O dinamismo do grupo pode ser exemplificado pelas repercussões da pesquisa em área portadora de futuro, a nanociência – especialmente na síntese de nanotubos de carbono e em suas aplicações que abrangem tanto a indústria aeroespacial como nanodispositivos contra a hipertensão e o câncer. Uma das mais recentes patentes do grupo é o biocompósito formado por gel de colágeno e nanotubos, destinado a implantes ósseos e à engenharia de tecidos. Projeto essencialmente multidisciplinar, o biocompósito contou com a parceria das áreas de Fisiologia, Odontologia, Morfologia, Biofísica e Química.

Para além do esforço de desenvolver produtos nanoestruturados, a comunidade científica do setor encontra-se diante do desafio de compreender, em nível básico, o comportamento da matéria na dimensão nanométrica – um bilionésimo do metro. Acredita-se que apenas a partir do desvendamento dessa fronteira será possível criar produtos com características consideradas revolucionárias. Desafio correlato do grupo da UFMG consiste no aperfeiçoamento da técnica de síntese de nanotubos de carbono em escala industrial, para viabilizar a disseminação dessa nova classe de materiais.

Corrida científica

Um aspecto estratégico da pesquisa em nanociência para o desenvolvimento tecnológico do país pode ser verificado pela corrida científica na área, estimulada por projeções de recursos que alcançarão, até 2014 em todo o mundo, 2,4 trilhões de dólares ao ano, para produtos nanoestruturados. A oportunidade torna-se mais evidente diante do fato de o Brasil ser responsável por apenas 2% da ciência e 1% da tecnologia mundiais, conforme dados do Instituto para Informação Científica (ISI) e do Escritório de Patentes e Marcas dos Estados Unidos.

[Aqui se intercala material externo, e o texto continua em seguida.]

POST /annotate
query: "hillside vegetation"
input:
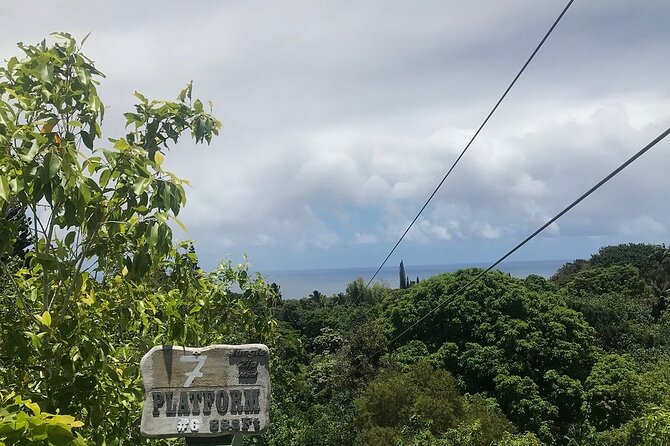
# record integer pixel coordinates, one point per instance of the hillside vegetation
(91, 279)
(581, 358)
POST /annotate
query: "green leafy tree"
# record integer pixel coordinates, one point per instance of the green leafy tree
(103, 280)
(527, 349)
(22, 422)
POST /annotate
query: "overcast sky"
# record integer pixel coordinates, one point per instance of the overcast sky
(341, 117)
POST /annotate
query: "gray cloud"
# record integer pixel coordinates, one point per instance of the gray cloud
(340, 119)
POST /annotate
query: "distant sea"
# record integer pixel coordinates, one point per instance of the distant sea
(299, 284)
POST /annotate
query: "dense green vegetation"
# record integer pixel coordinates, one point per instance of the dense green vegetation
(581, 358)
(91, 279)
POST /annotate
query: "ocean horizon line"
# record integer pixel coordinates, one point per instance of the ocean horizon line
(299, 283)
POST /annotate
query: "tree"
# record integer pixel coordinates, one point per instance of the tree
(103, 280)
(499, 337)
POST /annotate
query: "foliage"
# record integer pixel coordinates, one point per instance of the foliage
(527, 348)
(103, 281)
(618, 302)
(22, 422)
(399, 400)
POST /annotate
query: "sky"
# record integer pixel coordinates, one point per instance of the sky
(340, 118)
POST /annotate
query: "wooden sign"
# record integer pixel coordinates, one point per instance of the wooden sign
(206, 392)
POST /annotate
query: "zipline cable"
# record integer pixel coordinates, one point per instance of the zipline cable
(495, 107)
(629, 161)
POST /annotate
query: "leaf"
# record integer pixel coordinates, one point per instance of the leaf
(158, 158)
(52, 163)
(83, 41)
(141, 185)
(180, 224)
(87, 138)
(49, 125)
(34, 407)
(69, 238)
(141, 97)
(28, 157)
(45, 318)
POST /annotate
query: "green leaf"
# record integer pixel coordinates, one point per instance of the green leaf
(83, 41)
(28, 157)
(141, 97)
(69, 238)
(141, 185)
(45, 319)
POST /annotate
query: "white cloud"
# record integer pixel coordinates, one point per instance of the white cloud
(341, 120)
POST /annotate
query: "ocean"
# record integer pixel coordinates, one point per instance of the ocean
(299, 284)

Apesar da baixa participação nacional no cenário mundial de inovação científica, estudo divulgado no ano passado sobre depósito de patentes das universidades brasileiras entre 1979 e 2004, realizado por Luciano Póvoa, então doutorando em Economia pela Faculdade de Ciências Econômicas (Face), indicava que as instituições nacionais “atuam em áreas de alta tecnologia, contribuindo significativamente para produção do conhecimento tecnológico em biotecnologia e química orgânica”.

Este cenário é mais evidente na Universidade, pólo avançado no campo de biotecnologia. “Atualmente, a Instituição detém o maior número de patentes entre as universidades federais, e 51% delas são da área de biotecnologia”, relata o professor do departamento de Química, Rubén Dario Sinisterra, diretor da Coordenadoria de Transferência e Inovação Tecnológica e pró-reitor adjunto de Pesquisa.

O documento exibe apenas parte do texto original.